In other words, saying no is often a first year’s big test when it comes to self-management. In the aftermath of being blitzed and buried, they come away with a key lesson: Everyone has limits. For Fona Osunloye, a McKinsey recruit who focused on education and African business during her time at Yale, business school involved finding her limits and then respecting them. “The hardest part of business school has been coming to terms with the fact that there are way more interesting academic, social, and professional activities than any one individual can possibly make the time for,” she explains.

THE REAL BALANCE: KEEPING AN EYE OPEN FOR OPPORTUNITY WITHOUT FORGETTING YOUR ORIGINAL PURPOSE

For other first years, the real trick to business school is finding that balance between staying focused without losing touch — or taking the larger university for granted. That was the big regret from Ohio State’s John Petersen, a former U.S. Army company commander.  “I tend to get really wrapped up in classes and projects,” Petersen confesses, “so it’s easy for me to get tunnel vision and forget that there is a whole university here. I think it’s really important to go meet grad students in other fields and spend time outside the business school…At the end of the day, I think this is one area where I’ve struggled and I wish I had spent more time meeting people in other departments.”

Marie-Renée B-Lajoie

Marie-Renée B-Lajoie

Another delicate balance for the 2016 “Best & Brightest” MBAs was remaining true to their goals while keeping an open mind to new avenues. At the University of California-Berkeley, Dan Fishman, a prolific fund-raiser who eventually headed Haas’ student government, realized he wanted to use business tools to help “seniors age with greater purpose.” At the same time, however, he discovered new interests in b-school that risked sidetracking him from why he entered Haas in the first place. “I’m often pulled astray by tempting opportunities that appear more lucrative or easy to accomplish,” he reveals. “It’s a struggle not to betray this passion in pursuit of more immediate, gainful options.”

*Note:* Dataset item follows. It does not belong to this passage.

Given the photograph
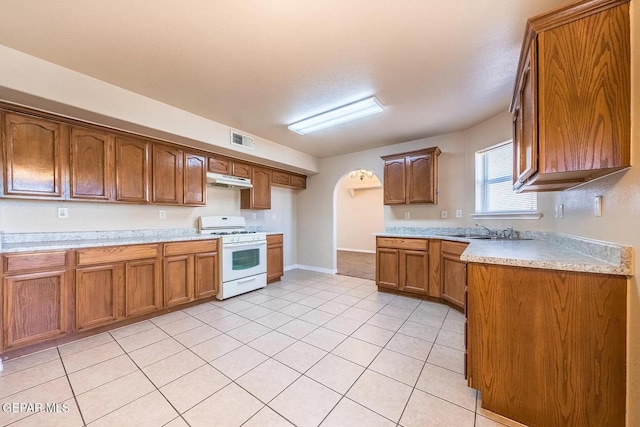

Along with these temptations, some first years are also contending with a variation of survivor’s guilt. Their FOMO involves being unable to let go of their past life and embrace business school. Instead, they are constantly looking back on those they left behind. INSEAD’s Marie-Renée B-Lajoie, an emergency physician before entering business school, wrestled with the sense that she was being selfish in enjoying her “transformative journey” at the expense of others. “In my case, the hospital I worked at is experiencing increasing patient volumes, with a very limited number of physicians, stretching their resources to the max. Part of me feels guilty that I am not working on the ground and instead investing in my own education.”

JUST LIKE WORK: PEOPLE AND CHANGE CAUSE THE BIGGEST HEADACHES AT B-SCHOOL

Of course, these larger philosophical questions sometimes take a backseat to the day-to-day headaches. And the biggest one of them all, naturally, is managing conflict between people. That’s particularly true in an environment like b-school, where your success, let alone the quality of your experience, is predicated on your peers. Babson’s Siddharth Astir understands this dynamic all too well.  “With top minds and strong personalities from all over the world with experiences from different sectors in life, it would sometimes become difficult to come to a decision in the case of a conflict,” he confides. To counter these tendencies, Astir counsels mutual respect and active listening. However, Astir admits that such strategies don’t always yield a happy ending. “It is not a flawless method and there are times when people are left unsatisfied or disgruntled at the end of a decision making process.”